The Attorney General of the United States, Eric Holder, stated recently that “We’re going to stop law enforcement from profiling once and for all!”
What is profiling? Is it really bad? Here are four thoughts from all the years I’ve worked as both a prosecutor and Public Defender.
Profiling means that citizens are stopped by law enforcement—not because of suspected criminal behavior, but instead because of the person’s race, gender, or the way they walked. For years, courts and legislatures have allowed police to stop suspects if the police “have a factual basis to think a crime has been committed.” A good example is a cop who follows a car that weaving from side to side in the lane. The cop can suspect that the drive may be intoxicated and therefore, can legally stop the driver to investigate.
1. We all do it. All of us do our own “profiling” every day. It’s based on a life time of experience and learning. Often, it helps us avoid dangerous situations—or dangerous people. TSA screeners use profiling all the time at airports. The difference when law enforcement uses profiling is they have state-sanctioned power to arrest people. None of the rest of us have that power.
2. Racial profiling. Statistically, it’s been shown that people of color (and heavily male) are stopped much more often that while males—even though the same statistics show that people of color don’t commit any more serious crimes than whites. Clearly, there’s some amount of racial profiling going on with law enforcement.
3. High crime areas. Many residents of high crime areas ask for more police presence. And they also support more arrests for “nuisance” crimes. (These are petty offenses like loitering, disorderly conduct, curfew violations, etc.) This law enforcement profiling has the effect of cleaning up the streets by getting bothersome people out of the neighborhood—who may commit more serious crimes. Gangsters, drug sellers, etc. People in these high crime areas fully accept law enforcement profiling as they feel it helps keep crime down.
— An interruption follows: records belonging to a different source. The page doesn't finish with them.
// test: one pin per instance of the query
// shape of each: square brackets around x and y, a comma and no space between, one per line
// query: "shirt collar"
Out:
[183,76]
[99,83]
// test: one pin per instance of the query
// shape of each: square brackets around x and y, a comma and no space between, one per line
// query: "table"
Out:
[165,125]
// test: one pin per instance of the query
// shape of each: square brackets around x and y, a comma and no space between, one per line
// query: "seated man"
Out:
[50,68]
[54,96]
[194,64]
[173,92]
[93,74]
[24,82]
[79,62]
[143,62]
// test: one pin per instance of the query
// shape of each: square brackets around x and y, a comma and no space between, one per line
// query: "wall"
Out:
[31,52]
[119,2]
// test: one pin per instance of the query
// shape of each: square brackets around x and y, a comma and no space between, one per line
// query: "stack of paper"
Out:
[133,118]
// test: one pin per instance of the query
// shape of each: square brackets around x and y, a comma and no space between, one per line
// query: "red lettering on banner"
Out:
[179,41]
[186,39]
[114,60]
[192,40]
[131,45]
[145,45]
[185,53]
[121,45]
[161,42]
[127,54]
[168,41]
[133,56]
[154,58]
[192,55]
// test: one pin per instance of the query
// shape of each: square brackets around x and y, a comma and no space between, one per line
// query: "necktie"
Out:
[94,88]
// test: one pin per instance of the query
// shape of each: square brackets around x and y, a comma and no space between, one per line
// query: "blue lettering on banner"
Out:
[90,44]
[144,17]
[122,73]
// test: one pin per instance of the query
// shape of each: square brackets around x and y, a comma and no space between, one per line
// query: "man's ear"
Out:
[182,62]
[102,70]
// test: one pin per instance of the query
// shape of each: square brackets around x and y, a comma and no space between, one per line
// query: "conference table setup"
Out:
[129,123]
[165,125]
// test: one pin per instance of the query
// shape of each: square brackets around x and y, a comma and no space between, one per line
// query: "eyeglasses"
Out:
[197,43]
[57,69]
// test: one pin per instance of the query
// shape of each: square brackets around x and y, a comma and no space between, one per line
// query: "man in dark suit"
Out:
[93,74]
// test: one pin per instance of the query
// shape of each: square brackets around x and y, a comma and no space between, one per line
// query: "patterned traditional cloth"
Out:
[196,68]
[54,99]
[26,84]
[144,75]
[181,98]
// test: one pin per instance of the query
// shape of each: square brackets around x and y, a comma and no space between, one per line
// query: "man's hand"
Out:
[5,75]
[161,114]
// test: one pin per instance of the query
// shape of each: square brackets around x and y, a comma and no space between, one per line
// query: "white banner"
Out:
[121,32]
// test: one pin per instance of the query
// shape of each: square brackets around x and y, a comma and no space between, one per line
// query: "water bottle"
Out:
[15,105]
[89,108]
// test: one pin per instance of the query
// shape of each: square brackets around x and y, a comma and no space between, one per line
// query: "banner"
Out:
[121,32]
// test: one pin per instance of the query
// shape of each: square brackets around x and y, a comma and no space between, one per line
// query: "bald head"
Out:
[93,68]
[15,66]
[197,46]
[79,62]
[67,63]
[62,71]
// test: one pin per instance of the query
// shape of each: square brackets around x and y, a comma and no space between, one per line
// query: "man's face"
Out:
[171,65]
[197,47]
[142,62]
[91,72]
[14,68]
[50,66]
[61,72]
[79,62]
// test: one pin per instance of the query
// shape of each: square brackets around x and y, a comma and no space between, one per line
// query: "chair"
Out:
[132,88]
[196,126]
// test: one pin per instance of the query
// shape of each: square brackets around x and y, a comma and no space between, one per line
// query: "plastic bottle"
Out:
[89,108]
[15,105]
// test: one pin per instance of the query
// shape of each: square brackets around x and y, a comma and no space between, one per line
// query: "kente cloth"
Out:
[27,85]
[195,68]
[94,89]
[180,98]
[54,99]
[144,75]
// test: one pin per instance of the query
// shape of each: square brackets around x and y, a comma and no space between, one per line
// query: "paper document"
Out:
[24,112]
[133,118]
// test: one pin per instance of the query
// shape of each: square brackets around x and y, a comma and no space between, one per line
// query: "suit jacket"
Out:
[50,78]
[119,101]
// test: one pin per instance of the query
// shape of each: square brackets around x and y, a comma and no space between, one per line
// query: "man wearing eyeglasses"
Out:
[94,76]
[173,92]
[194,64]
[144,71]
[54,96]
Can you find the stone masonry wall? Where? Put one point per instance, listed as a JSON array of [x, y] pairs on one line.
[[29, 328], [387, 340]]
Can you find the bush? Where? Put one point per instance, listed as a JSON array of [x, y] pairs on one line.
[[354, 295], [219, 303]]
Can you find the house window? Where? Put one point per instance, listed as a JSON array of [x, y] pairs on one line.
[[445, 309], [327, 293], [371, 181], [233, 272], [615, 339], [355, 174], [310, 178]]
4. White don’t know. Some people have been surprised at the length and intensity of the protests that have occurred across the country against police violence. Although populated with white people as well as people of color, I don’t think us whites can fully understand the fear, humiliation, and stress that profiling causes to many of our citizens. Almost every middle-class black male I know has told me horror stories about being stopped and the fear they felt, not knowing what might happen to them—simply because of the law enforcement profiling.